Two well-known antiviral drugs have improved clinical outcomes in a small experiment on monkeys infected with the Middle East respiratory syndrome coronavirus (MERS-CoV). The finding, published in the Sept. 8 issue of Nature Medicine, gives clinicians some hope in treating the mysterious and very fatal disease, which currently has no cure.

Ribavirin and interferon-alpha 2b, two antiviral drugs used to treat chronic hepatitis C in humans, were administered to four rhesus monkeys eight hours after they were infected with MERS-CoV. Compared to four infected monkeys who did not receive treatment, the monkeys receiving the antiviral cocktail showed less blood and lung inflammation, less severe tissue damage in the lungs, and fewer copies of the virus. Monkeys treated with the antivirals exhibited no difficulty breathing and had minimal signs of pneumonia in their chest X-rays.

Since the first reports of MERS-CoV surfaced in mid-2012, there have been 111 confirmed cases and 52 deaths, the majority of which occurred in Saudi Arabia, according to the World Health Organization and recent reports.
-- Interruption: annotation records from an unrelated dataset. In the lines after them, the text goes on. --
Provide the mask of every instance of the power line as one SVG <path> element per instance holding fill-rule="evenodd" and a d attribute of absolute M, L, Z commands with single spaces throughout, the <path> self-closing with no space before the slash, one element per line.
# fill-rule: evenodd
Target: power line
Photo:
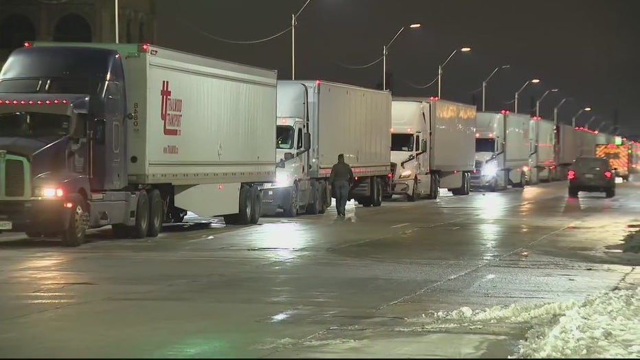
<path fill-rule="evenodd" d="M 196 32 L 199 32 L 202 35 L 204 35 L 211 38 L 218 40 L 218 41 L 229 43 L 231 44 L 256 44 L 258 43 L 264 43 L 264 41 L 268 41 L 269 40 L 273 40 L 281 35 L 283 35 L 286 34 L 287 32 L 288 32 L 289 30 L 290 30 L 292 28 L 293 28 L 293 26 L 289 26 L 288 27 L 281 31 L 280 32 L 278 32 L 277 34 L 275 35 L 272 35 L 271 36 L 268 36 L 264 38 L 261 38 L 258 40 L 238 41 L 238 40 L 229 40 L 227 38 L 220 38 L 215 35 L 212 35 L 211 34 L 209 34 L 208 32 L 206 32 L 201 29 L 198 29 L 198 27 L 196 27 L 192 23 L 188 21 L 184 21 L 182 19 L 179 19 L 179 21 L 182 22 L 183 23 L 184 23 L 185 25 L 186 25 L 187 26 L 188 26 L 189 27 L 191 27 L 193 30 L 196 31 Z"/>
<path fill-rule="evenodd" d="M 374 61 L 374 62 L 372 62 L 372 63 L 369 63 L 367 64 L 366 65 L 361 65 L 361 66 L 358 66 L 358 65 L 346 65 L 346 64 L 343 64 L 343 63 L 338 63 L 337 61 L 334 61 L 334 63 L 335 63 L 336 64 L 338 64 L 338 65 L 340 65 L 340 66 L 342 66 L 342 67 L 348 67 L 348 68 L 350 68 L 350 69 L 364 69 L 364 68 L 365 68 L 365 67 L 370 67 L 370 66 L 373 66 L 373 65 L 376 65 L 376 64 L 380 63 L 380 60 L 382 60 L 383 58 L 384 58 L 384 56 L 380 56 L 380 57 L 378 58 L 378 59 L 376 59 L 375 61 Z"/>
Currently, treatment of the respiratory virus in humans is limited to supportive care, such as corticosteroids to reduce lung inflammation and ventilator support to assist with breathing. But considering the high fatality rate, supportive care is not very effective.

The researchers’ experiment on rhesus macaque monkeys is a follow-up to an April finding showing that the antivirals stopped virus replication in cell cultures.
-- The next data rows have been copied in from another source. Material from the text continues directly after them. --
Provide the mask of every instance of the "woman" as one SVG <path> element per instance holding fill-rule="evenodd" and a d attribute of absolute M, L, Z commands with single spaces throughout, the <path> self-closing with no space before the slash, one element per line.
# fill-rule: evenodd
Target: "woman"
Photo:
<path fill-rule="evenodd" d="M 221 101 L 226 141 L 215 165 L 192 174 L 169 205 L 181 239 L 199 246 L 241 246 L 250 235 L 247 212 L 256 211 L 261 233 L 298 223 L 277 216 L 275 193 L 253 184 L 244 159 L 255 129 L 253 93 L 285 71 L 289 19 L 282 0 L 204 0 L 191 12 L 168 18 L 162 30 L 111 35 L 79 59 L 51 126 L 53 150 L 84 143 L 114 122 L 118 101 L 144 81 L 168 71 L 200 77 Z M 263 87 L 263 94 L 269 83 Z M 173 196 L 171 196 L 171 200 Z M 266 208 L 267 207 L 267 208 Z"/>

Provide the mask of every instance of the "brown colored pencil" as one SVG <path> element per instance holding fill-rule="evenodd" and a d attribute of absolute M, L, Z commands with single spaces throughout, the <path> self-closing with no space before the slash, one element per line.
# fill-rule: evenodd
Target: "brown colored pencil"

Researchers recommend that the antiviral combination should be considered as an early intervention, but MERS-CoV is far from solved.

Dr. Anthony S. Fauci, director of the National Institute of Allergy and Infectious Disease, the NIH group that supported the research, told The New York Times that the small study “not a game changer, but an important observation.”

There are major limitations to the study. First, monkeys, humans, and the ways viruses behave in each are very different, and there is no guarantee the intervention would be just as effective in humans. This is especially true considering the small sample.

Futhermore, the recommended antiviral treatment was initiated eight hours after infection, much more quickly than treatment would be delivered in reality. In fact, Dr. Ziad A. Memish, the deputy health minister of Saudi Arabia has already tried the two-drug combination on patients, with poor results. He speculates that the treatment was started too late, when patients were already very ill.

“But if I were a doctor with MERS patients, and I had nothing else to give them, I wouldn’t hesitate,” Dr. Memish told The New York Times. If someone has advanced disease, there’s 50 percent mortality.”

Source: Falzarano D, de Wit E, Rasmussen AL, Feldmann F, Okumura A, Scott DP, Brining D, Bushmaker T, Martellaro C, Baseler L, Benecke AG, Katze MG, Munster VJ, Feldmann H. Treatment with interferon-α2b and ribavirin improves outcome in MERS-CoV–infected rhesus macaques. Nature Medicine. 2013.